Жерар смотрел на меня во все глаза. В его диковатом взгляде явственно читалось: «Ну что же ты врешь, подлец! Как сивый мерин все равно. Ни стыда, ни совести».
— Я человек мягкий, животных люблю до обмороков, ну и уговорил баронессу помиловать песика, пообещав забрать с собой. Она так обрадовалась, что совершенно подобрела и даже на радостях предложила мне заменить ее покусанного друга. Хотя бы на недельку. Тогда Гоген уж точно станет моим. Аи diable la Gogen [21] , вместе с его эскизами, когда речь зашла о любви.
21
К дьяволу этого Гогена (фр.).
— А ты что?.. — чуточку напряженно спросила куколка моя Аннушка.
Я отметил это «ты», это напряжение и поздравил себя.
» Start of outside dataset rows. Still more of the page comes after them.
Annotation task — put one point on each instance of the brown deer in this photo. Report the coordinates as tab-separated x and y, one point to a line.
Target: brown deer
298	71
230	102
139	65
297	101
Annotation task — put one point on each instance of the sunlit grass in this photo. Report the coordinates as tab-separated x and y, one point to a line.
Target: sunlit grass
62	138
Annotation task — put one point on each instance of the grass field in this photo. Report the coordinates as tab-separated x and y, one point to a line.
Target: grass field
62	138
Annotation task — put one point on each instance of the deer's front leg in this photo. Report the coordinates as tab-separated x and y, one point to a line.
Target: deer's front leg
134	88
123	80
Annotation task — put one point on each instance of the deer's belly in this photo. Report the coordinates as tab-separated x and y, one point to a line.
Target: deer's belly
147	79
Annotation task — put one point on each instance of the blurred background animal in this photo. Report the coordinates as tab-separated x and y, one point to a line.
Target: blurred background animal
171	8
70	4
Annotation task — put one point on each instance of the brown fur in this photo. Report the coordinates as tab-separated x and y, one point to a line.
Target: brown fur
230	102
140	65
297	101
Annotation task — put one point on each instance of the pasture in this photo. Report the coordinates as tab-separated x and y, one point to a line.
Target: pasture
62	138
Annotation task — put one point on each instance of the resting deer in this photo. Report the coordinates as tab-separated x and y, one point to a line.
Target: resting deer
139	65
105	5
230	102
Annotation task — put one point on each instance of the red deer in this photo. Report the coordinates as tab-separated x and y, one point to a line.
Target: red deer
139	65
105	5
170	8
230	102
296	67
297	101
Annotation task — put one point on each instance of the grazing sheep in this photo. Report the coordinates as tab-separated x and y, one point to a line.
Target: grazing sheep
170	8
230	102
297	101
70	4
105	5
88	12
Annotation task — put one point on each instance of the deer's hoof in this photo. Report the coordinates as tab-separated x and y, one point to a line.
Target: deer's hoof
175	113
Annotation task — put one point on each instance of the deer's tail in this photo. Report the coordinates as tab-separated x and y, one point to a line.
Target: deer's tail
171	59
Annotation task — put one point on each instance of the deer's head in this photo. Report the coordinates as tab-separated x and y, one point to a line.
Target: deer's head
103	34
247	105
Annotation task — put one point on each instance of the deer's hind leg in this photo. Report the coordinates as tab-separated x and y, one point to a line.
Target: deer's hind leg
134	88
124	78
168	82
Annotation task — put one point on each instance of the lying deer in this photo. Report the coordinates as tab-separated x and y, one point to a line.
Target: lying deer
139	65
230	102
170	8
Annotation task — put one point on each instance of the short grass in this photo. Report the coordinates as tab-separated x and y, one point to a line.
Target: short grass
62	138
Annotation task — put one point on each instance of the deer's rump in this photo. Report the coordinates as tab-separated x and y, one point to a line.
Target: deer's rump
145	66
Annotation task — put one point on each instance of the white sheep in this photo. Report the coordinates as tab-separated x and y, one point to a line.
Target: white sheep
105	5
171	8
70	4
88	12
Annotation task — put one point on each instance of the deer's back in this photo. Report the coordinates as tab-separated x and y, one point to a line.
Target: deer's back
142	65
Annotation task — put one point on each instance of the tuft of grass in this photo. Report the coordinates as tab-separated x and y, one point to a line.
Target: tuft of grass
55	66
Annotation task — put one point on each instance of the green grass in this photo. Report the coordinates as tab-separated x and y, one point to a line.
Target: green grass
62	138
Успех достигнут, и успех несомненный.
— Отказался, понятно. Терпеть не могу постимпрессионизма, — успокоил я ее. — Таким вот путем Жорик и сделался моим. Вместе с родословной, медалями и напутственными словами баронессы Наталии де Шовиньяк, урожденной Рукавицыной, приводить которые в вашем, Анечка, обществе я ни за что не рискну.
— Браво, браво, — раздался над моим ухом женский голос. Голос переполняли начальственные интонации, и, черт возьми, он показался мне отчего-то знакомым. Аннушка поспешно отодвинулась от меня и побледнела. Я повернул голову, и… кровь бросилась мне в лицо. Уши вспыхнули. Голос принадлежал поджарой ярко-рыжей красотке средних лет, одетой в строгий брючный костюм. С недавнего времени красотка эта была известна мне — и известна, как никакая другая.